Three Reasons The Pacifist Run Is the Future of Gaming

Note: minor spoilers on the next few pages.

One of the things that was largely ignored about “Dishonored”, when it was touring E3, was the fact that you didn’t have to kill people. That, in fact, the developers had made a point that you didn’t have to kill anybody, that gamers who were troubled by violence could simply skip even knocking people unconscious altogether.

The pacifist run has actually been possible in games for a while. Most of the Halo games make it possible (not easy, but possible). “Deus Ex”, rather famously, only made fighting two characters scripted, and you could even avoid killing one of them.

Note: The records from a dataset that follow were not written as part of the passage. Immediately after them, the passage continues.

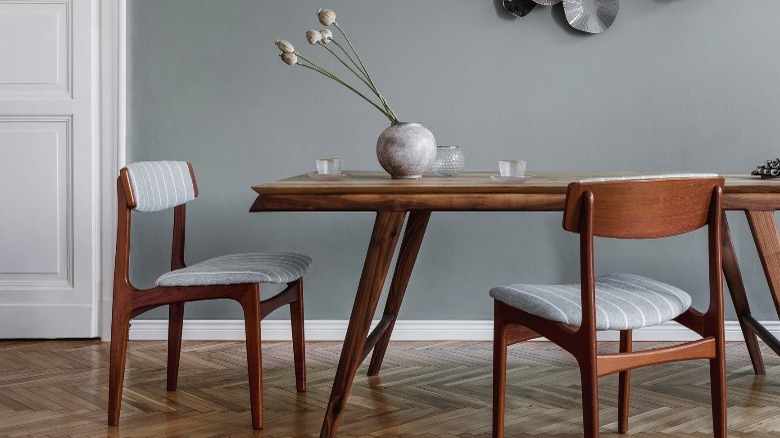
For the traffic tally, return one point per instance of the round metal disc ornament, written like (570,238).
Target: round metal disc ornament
(518,8)
(593,16)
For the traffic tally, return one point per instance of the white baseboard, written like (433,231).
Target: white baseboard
(405,330)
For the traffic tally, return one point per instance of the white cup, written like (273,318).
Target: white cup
(511,167)
(329,166)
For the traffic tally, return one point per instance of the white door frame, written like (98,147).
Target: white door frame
(113,128)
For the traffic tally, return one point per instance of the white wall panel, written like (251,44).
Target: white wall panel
(35,225)
(35,41)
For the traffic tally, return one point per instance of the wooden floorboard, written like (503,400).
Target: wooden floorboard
(426,389)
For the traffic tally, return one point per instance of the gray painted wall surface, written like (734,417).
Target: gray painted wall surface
(674,85)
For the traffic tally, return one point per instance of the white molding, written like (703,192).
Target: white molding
(113,95)
(405,330)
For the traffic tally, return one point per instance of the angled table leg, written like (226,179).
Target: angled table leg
(407,256)
(739,298)
(764,229)
(384,239)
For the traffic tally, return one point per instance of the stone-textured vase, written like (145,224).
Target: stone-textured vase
(405,150)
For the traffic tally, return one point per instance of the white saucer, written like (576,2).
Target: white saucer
(327,177)
(510,179)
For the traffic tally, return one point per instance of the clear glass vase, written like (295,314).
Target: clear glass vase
(450,161)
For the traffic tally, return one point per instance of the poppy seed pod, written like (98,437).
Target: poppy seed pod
(313,37)
(326,16)
(285,46)
(289,58)
(326,35)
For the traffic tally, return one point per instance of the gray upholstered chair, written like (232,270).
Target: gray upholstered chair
(160,185)
(569,315)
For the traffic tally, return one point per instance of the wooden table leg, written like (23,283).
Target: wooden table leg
(407,256)
(739,298)
(764,229)
(384,239)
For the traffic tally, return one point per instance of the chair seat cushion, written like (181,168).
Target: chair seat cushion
(623,301)
(280,267)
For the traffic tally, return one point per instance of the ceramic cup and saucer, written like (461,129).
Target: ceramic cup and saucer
(328,169)
(512,172)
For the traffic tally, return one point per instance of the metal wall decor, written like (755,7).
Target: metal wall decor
(770,169)
(592,16)
(518,8)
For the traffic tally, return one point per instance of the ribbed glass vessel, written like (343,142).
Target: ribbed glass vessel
(449,161)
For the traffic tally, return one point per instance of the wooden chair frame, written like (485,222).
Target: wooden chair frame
(130,302)
(513,325)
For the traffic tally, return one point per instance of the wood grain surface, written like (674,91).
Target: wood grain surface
(442,390)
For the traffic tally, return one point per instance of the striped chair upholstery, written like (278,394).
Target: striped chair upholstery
(643,177)
(275,268)
(159,185)
(623,301)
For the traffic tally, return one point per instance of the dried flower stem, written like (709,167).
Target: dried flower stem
(359,76)
(330,75)
(394,118)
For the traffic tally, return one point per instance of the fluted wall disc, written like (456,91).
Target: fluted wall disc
(592,16)
(519,8)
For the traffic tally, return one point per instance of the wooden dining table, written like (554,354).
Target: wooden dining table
(412,201)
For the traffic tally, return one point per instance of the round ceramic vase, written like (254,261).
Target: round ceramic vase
(405,150)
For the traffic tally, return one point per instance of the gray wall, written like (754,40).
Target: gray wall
(674,85)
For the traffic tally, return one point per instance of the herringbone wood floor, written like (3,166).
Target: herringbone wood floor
(58,389)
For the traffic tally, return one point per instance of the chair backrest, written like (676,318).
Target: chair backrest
(148,186)
(643,207)
(158,185)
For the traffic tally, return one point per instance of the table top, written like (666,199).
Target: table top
(469,191)
(475,182)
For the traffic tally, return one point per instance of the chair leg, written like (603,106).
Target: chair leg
(718,388)
(590,399)
(175,324)
(120,326)
(250,302)
(624,390)
(299,342)
(499,372)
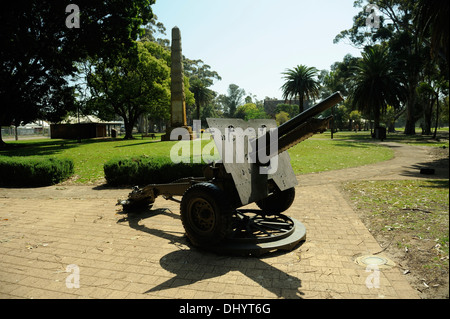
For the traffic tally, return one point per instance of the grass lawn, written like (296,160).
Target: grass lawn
(418,139)
(314,155)
(411,220)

You can even finish “Postal 2” as a pacifist, and that’s a game designed to quite literally make you pull a gun and start shooting (if you actually pull this off, the game labels you Jesus Christ).

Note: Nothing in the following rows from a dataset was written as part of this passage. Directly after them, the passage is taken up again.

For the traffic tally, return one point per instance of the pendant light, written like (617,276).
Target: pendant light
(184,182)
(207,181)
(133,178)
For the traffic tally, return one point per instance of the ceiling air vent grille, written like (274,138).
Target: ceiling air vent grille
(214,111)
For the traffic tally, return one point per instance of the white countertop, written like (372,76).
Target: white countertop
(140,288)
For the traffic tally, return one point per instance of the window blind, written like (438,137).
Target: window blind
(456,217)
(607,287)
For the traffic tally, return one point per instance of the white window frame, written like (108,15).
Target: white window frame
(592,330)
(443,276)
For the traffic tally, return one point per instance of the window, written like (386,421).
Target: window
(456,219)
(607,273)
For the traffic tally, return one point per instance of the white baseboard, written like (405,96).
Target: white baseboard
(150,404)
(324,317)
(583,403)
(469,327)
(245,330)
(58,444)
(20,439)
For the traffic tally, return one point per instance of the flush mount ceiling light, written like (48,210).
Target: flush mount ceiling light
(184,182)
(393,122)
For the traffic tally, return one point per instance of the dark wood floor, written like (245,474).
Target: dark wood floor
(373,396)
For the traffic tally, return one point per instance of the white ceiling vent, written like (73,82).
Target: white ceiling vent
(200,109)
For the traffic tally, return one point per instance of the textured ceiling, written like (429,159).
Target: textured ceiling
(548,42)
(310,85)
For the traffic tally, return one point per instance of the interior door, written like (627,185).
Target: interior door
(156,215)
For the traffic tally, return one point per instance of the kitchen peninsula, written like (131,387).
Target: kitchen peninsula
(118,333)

Here’s why the pacifist run is not only important for the future of gaming, but crucial, for reasons of design, challenge, and, well, ethics.

If there’s one thing that’s obvious from E3, it’s that as AAA games advance, one of their features is going to be having multiple ways of solving a problem. Even the “Tomb Raider” reboot offers you multiple ways to deal with enemies. They’ll present you with a problem, but the method of solving that problem isn’t necessarily linear: you can shoot the guard, sneak up on him, use environmental hazards or traps against him, or, of course, sneak past him.

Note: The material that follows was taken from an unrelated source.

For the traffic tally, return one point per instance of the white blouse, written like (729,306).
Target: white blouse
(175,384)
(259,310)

Granted, right now, most of those options are different ways of killing people. But increasingly, sneaking past your enemy is an option most games incorporate and often the best one. Even games like Hitman have put the emphasis on limiting the violence to your target, and ideally not even killing your target directly. Just ask anybody who got “Silent Assassin” on any level in “Blood Money”.

Remember that Halo pacifist run I mentioned? Here’s one, to give you an idea of how tough it is:

The most basic aspect of gaming is challenge: that’s the entire idea. Pacifist runs are deeply challenging and offer a level of difficulty well beyond “Hard Mode”. Just play the entire Montreal sequence (well, aside from the boss) as a pacifist run. Have fun with the elevator area; I recommend quicksaving. A lot.

But they can also be challenging in a different way. Sticking with “Deus Ex: Human Revolution”, there’s a point in the game where, unless you’re quick on the draw and very, very good, your friend will die. And then, later on, you’ll come across her mutilated corpse being taken apart for her various implanted technologies.

It’s gut-wrenching. Many people, at this point, simply pull out a gun and start killing enemies left and right. Nobody would do this in real life: this is a fantasy world with no genuine consequences and the targets are just strings of code.

The point, though, is this: the pacifist run allows game designers to play on the gamer’s emotions and choices in entirely unique and sometimes uncomfortable ways, moving games to that elusive goal of becoming capital-A Art. Which leads us to…

One of the interesting things out of this year’s E3 were all the complaints about the violence shown in games. If I had to offer a guess as to why suddenly the entire industry starting wringing its hands about violence, I’d say it boils down to four words: “The Last of Us”.

Naughty Dog is up to something interesting, beyond just making a survival game. Being forced to shoot a man begging for his life in the face with a shotgun, even if he is trying to kill you, makes most of us uncomfortable, and it should. That is, I suspect, the entire point of the game: that violence needs ultimately to be the last solution, not the first, even in the most extreme of circumstances.

But this also raises a lot of interesting questions: as designers include more options in a game, stealth being one, and thus give gamers choices, it changes the moral and ethical arguments we’ve been having for years about video games.

My position is hardly a secret: video games are fantasy, and 99.99999% of gamers are sane, normal people who understand Niko Bellic is a string of code, not a role model.

But now mindless violence doesn’t have to be the norm. When I play games with stealth as an option, I’m a little surprised how often I’d rather sneak past or knock out enemies than I would pick a fight. Part of this is practical: I’m less likely to get into a firefight and thus get killed. But part of it, I tend to prefer that option.

What do you think? Does the option for a pacifist run make you more interested in a game? Or are you always going to go in guns blazing?